Leur mouvement, initié le 19 décembre, était en réalité maintenu dans un état de résistance désespérée en raison de l’extrême brutalité de la répression. Mais ils tenaient bon, héroïques ou désespérés. La contestation, par ailleurs, avait eu le temps d’apprendre de ses échecs lors des phases similaires des dernières années, après la sécession du Sud en 2011. En 2013, un mouvement similaire avait été littéralement fauché à la mitrailleuse 14.5 : près de 200 morts en cinq jours.
Pour sortir de cette impasse et mener leur mouvement tout en restant non-violents, les responsables de la SPA avaient imaginé plusieurs solutions dans les dernières semaines. L’une d’entre elles consistait à bloquer tous les accès d’Omdourman et de lancer une forme d’insurrection sans armes dans cette partie de la ville. La capitale est en effet partagée en trois agglomérations : Khartoum, Omdourman, et Bahri (Khartoum-nord). C’est une autre solution qui sera retenue : le 6 avril, jour anniversaire de la chute du régime du général Nimeiri en 1985 – entamée par des manifestations géantes de la population et achevée par une intervention de l’armée –, appeler les manifestants à converger vers le quartier général des SAF pour une fraternisation avec ce corps, marginalisé par le pouvoir d’Omar Al-Bachir, qui tenait à éviter, justement, la possibilité d’un coup d’Etat.
Eviter un bain de sang
C’est pourtant ce qui, techniquement, s’est produit à Khartoum jeudi matin. Après que des véhicules militaires se sont déployés dans la capitale, notamment devant le nouveau palais présidentiel situé devant le Nil, tout près du quartier général des SAF où a eu lieu l’ultime réunion visant à définir les bases du pouvoir après la chute d’Omar Al-Bachir, un haut comité des forces armées semble avoir pris le pouvoir au Soudan.
Les discussions préalables des jours précédents en vue de sa composition incluaient aussi une forme de pacte : les militaires ne devaient se saisir du pouvoir qu’à la condition d’écarter les proches du président Al-Bachir et d’engager une purge de fond du système au pouvoir qui ne soit pas accompagnée de dérapages. Il s’agit de mettre en place une transition en douceur, afin d’éviter un bain de sang si les services de sécurité tentaient de briser le mouvement par la force, avec le risque – soupesé les jours derniers – de voir démarrer une forme de guerre civile si les forces s’affrontaient dans Khartoum. Ceci avec, de surcroît, l’obligation de céder le pouvoir, dès que possible, à une coalition de responsables civils dont la liste précise reste à apparaître au grand jour, dans la mesure où les têtes de la contestation sont, depuis près de quatre mois, soit dans la clandestinité, soit en prison.
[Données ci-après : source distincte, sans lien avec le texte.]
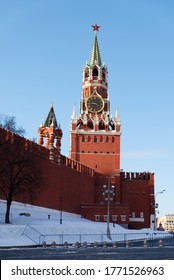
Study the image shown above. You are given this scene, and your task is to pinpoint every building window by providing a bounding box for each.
[132,212,135,218]
[112,215,117,222]
[95,215,100,221]
[82,135,85,142]
[121,215,127,222]
[103,215,108,222]
[85,68,89,78]
[140,212,144,218]
[92,67,98,77]
[99,121,105,130]
[94,136,97,142]
[87,120,93,129]
[88,136,91,142]
[106,136,109,143]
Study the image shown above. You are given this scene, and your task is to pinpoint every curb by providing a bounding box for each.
[0,245,41,249]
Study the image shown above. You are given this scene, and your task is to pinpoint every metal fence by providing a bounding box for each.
[22,225,174,247]
[38,232,174,247]
[22,225,42,244]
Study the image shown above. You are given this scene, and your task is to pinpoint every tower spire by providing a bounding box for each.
[89,24,102,67]
[43,104,58,128]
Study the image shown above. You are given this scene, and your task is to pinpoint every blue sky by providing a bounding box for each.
[0,0,174,217]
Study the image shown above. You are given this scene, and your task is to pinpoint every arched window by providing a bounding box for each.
[76,119,83,129]
[94,136,97,142]
[85,68,89,78]
[92,67,98,77]
[109,120,115,130]
[99,120,105,130]
[87,119,93,129]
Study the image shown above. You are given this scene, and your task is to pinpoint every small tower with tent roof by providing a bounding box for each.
[38,105,62,159]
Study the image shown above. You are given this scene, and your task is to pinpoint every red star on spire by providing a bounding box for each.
[92,24,100,32]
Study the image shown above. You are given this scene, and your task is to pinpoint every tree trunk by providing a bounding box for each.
[5,199,12,223]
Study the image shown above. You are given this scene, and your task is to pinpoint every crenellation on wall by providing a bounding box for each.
[1,128,95,178]
[120,171,151,181]
[0,128,51,160]
[59,155,95,177]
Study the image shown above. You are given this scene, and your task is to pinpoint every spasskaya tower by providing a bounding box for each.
[70,25,121,176]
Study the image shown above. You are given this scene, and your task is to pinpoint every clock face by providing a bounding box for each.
[86,95,104,113]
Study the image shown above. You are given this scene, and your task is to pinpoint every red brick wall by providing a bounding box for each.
[0,128,95,215]
[70,133,120,175]
[33,157,95,214]
[120,172,155,228]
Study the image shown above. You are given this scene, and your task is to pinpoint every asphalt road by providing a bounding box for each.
[0,247,174,260]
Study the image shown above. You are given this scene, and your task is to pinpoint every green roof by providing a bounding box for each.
[88,33,102,67]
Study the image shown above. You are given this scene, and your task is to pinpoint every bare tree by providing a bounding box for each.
[0,136,42,223]
[0,114,25,136]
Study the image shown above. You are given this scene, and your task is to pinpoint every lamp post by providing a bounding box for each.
[60,197,63,224]
[102,177,115,240]
[154,189,166,231]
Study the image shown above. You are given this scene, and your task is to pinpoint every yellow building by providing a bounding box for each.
[157,215,174,232]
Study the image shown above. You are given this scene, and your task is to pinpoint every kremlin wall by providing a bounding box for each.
[0,127,155,229]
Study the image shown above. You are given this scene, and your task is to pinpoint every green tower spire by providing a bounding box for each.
[88,24,102,67]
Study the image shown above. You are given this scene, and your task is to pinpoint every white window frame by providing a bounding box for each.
[103,215,108,222]
[95,215,100,222]
[132,212,135,218]
[140,212,144,218]
[112,215,117,222]
[121,215,127,222]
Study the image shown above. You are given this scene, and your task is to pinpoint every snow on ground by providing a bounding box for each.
[0,200,168,247]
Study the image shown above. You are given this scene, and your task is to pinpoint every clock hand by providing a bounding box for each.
[91,102,100,106]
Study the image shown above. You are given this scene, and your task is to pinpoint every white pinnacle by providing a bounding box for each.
[115,107,120,123]
[71,103,77,119]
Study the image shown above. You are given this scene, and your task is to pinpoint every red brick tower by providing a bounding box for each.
[38,105,62,160]
[70,25,121,175]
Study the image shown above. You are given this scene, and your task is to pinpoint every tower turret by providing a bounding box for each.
[38,105,62,159]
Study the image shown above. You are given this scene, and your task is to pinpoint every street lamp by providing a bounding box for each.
[154,189,166,231]
[60,197,63,224]
[102,177,115,240]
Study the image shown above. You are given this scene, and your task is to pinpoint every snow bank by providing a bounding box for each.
[0,200,168,247]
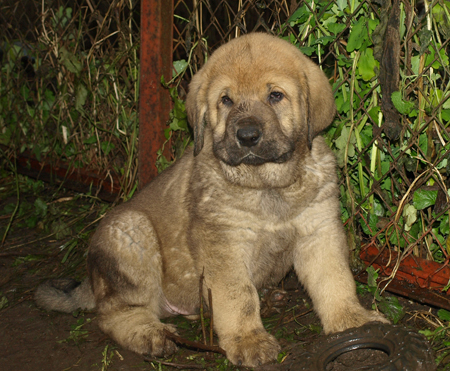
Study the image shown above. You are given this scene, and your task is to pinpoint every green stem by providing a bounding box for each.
[348,51,366,200]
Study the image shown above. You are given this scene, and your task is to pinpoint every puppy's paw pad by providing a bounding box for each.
[130,323,178,357]
[221,329,280,367]
[149,323,178,357]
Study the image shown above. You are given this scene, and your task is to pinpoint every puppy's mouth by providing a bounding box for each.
[239,151,293,166]
[215,147,294,167]
[213,132,296,167]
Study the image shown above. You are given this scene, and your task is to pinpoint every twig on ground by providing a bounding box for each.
[163,329,227,355]
[143,357,216,369]
[208,288,214,347]
[199,269,207,345]
[281,308,314,326]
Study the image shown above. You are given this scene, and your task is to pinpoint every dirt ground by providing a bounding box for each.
[0,176,442,371]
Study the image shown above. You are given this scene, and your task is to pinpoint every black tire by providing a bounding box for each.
[260,323,436,371]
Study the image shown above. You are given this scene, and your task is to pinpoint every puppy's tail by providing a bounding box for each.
[35,278,96,313]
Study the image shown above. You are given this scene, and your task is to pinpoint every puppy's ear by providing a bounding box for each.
[302,61,336,146]
[186,68,208,156]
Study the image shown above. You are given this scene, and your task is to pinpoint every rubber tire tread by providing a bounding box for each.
[279,323,436,371]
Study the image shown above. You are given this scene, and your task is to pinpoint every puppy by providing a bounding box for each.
[36,33,387,367]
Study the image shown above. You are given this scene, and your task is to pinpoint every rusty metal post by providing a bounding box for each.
[139,0,173,188]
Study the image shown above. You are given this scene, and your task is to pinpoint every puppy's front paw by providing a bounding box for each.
[323,306,389,334]
[220,329,280,367]
[126,322,178,357]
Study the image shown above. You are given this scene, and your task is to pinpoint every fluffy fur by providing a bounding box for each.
[35,33,387,367]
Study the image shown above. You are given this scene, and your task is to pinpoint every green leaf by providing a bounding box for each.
[308,324,322,334]
[164,127,172,140]
[402,204,417,231]
[83,136,97,145]
[391,91,415,115]
[381,177,391,191]
[418,29,433,55]
[368,106,381,125]
[419,132,428,155]
[389,226,406,248]
[336,0,347,12]
[358,48,378,81]
[277,352,288,363]
[335,126,355,150]
[34,198,48,217]
[287,5,308,25]
[440,215,449,235]
[51,220,71,240]
[411,55,420,75]
[299,46,316,56]
[368,19,379,33]
[442,109,450,121]
[378,296,405,324]
[0,295,8,310]
[373,200,385,217]
[172,59,188,77]
[433,2,450,38]
[360,213,378,236]
[336,54,352,68]
[43,89,56,110]
[438,308,450,321]
[0,127,12,146]
[413,189,438,210]
[444,98,450,110]
[59,46,82,74]
[313,35,335,46]
[419,328,437,339]
[101,141,115,156]
[366,265,379,288]
[327,23,346,35]
[75,83,88,111]
[347,18,366,52]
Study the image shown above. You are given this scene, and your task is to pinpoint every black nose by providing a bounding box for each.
[236,126,262,147]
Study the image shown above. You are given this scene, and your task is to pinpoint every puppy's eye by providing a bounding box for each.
[221,95,233,106]
[269,91,284,103]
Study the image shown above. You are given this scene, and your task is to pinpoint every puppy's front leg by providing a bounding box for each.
[201,263,280,367]
[293,200,388,333]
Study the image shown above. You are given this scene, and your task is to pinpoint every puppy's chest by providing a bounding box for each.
[241,221,296,252]
[238,221,296,286]
[195,185,308,250]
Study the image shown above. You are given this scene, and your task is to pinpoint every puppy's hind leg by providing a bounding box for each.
[89,210,177,356]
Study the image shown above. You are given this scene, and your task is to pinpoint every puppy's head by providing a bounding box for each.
[186,33,336,188]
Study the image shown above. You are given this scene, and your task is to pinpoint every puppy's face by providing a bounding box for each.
[186,33,336,188]
[211,73,302,168]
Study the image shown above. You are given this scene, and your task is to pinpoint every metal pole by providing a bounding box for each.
[138,0,174,187]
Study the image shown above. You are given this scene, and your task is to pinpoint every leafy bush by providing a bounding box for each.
[285,0,450,265]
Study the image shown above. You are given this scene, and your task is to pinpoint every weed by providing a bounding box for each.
[0,293,9,310]
[365,266,406,324]
[418,309,450,367]
[1,1,140,197]
[100,345,115,371]
[57,316,91,346]
[284,0,450,266]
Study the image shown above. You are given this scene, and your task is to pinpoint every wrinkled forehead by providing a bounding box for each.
[207,74,300,101]
[205,53,302,99]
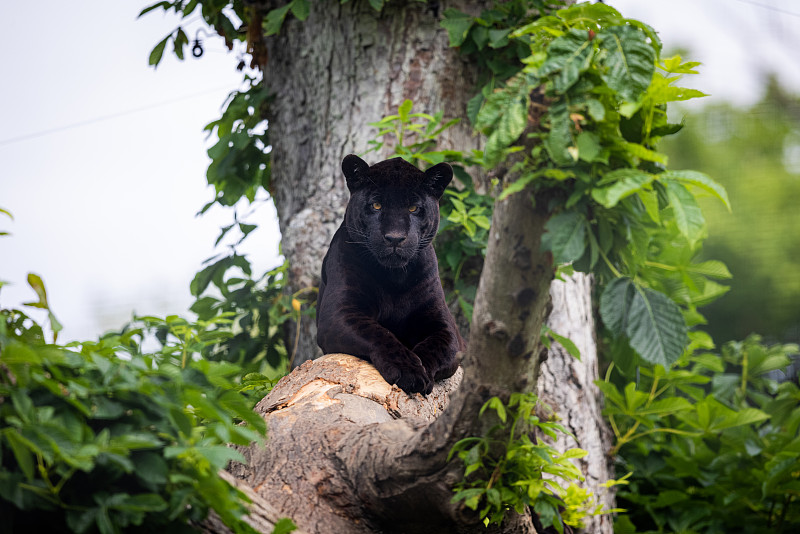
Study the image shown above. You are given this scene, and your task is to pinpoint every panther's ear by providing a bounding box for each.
[342,154,371,192]
[423,162,453,200]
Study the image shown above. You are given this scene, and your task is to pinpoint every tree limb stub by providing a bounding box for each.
[228,354,468,533]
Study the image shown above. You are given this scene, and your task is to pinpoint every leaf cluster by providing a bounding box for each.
[0,276,271,533]
[603,335,800,533]
[449,393,614,532]
[445,2,731,371]
[189,250,293,376]
[202,79,272,211]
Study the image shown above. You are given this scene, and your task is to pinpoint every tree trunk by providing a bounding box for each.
[542,274,615,534]
[235,1,616,532]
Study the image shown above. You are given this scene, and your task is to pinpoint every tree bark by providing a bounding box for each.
[231,1,617,532]
[542,274,615,534]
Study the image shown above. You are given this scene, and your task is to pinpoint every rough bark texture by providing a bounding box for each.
[541,274,615,534]
[265,0,487,368]
[228,354,468,534]
[196,471,308,534]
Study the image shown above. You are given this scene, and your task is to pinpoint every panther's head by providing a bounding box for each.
[341,154,453,269]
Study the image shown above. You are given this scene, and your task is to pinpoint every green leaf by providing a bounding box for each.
[627,285,689,367]
[539,29,594,93]
[484,93,527,167]
[585,99,605,121]
[665,180,705,244]
[576,131,602,163]
[265,3,292,36]
[367,0,384,11]
[290,0,310,21]
[547,328,581,360]
[591,169,653,208]
[273,518,298,534]
[614,515,637,534]
[398,99,413,123]
[596,25,656,102]
[112,493,168,512]
[595,380,625,409]
[133,453,169,485]
[195,445,246,470]
[545,99,575,166]
[622,142,668,165]
[4,430,35,480]
[638,189,660,223]
[600,277,637,337]
[497,98,527,147]
[661,54,700,74]
[441,9,473,47]
[173,27,188,60]
[601,278,688,366]
[466,92,484,126]
[542,211,588,265]
[138,2,171,18]
[652,489,688,508]
[639,397,692,415]
[660,170,731,211]
[686,260,732,279]
[148,35,170,67]
[24,273,50,309]
[647,73,708,105]
[488,29,511,49]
La composition de la junte, lorsqu’elle sera finalisée, sera-t-elle de nature à répondre à ces exigences et à satisfaire le mouvement de contestation, qui souhaite un grand nettoyage à la tête de l’Etat afin d’en finir avec les pratiques de corruption qui ont contribué à précipiter le Soudan dans une crise économique grave ? Dans un premier temps, alors que des foules convergeaient vers le centre de Khartoum pour célébrer la chute d’Omar Al-Bachir, l’ambiance était au soulagement. « Je n’ai plus peur et je suis fier du Soudan aujourd’hui », confiait au téléphone Ali Seory, un professeur de l’université qui a pris une part importante dans l’organisation de la contestation.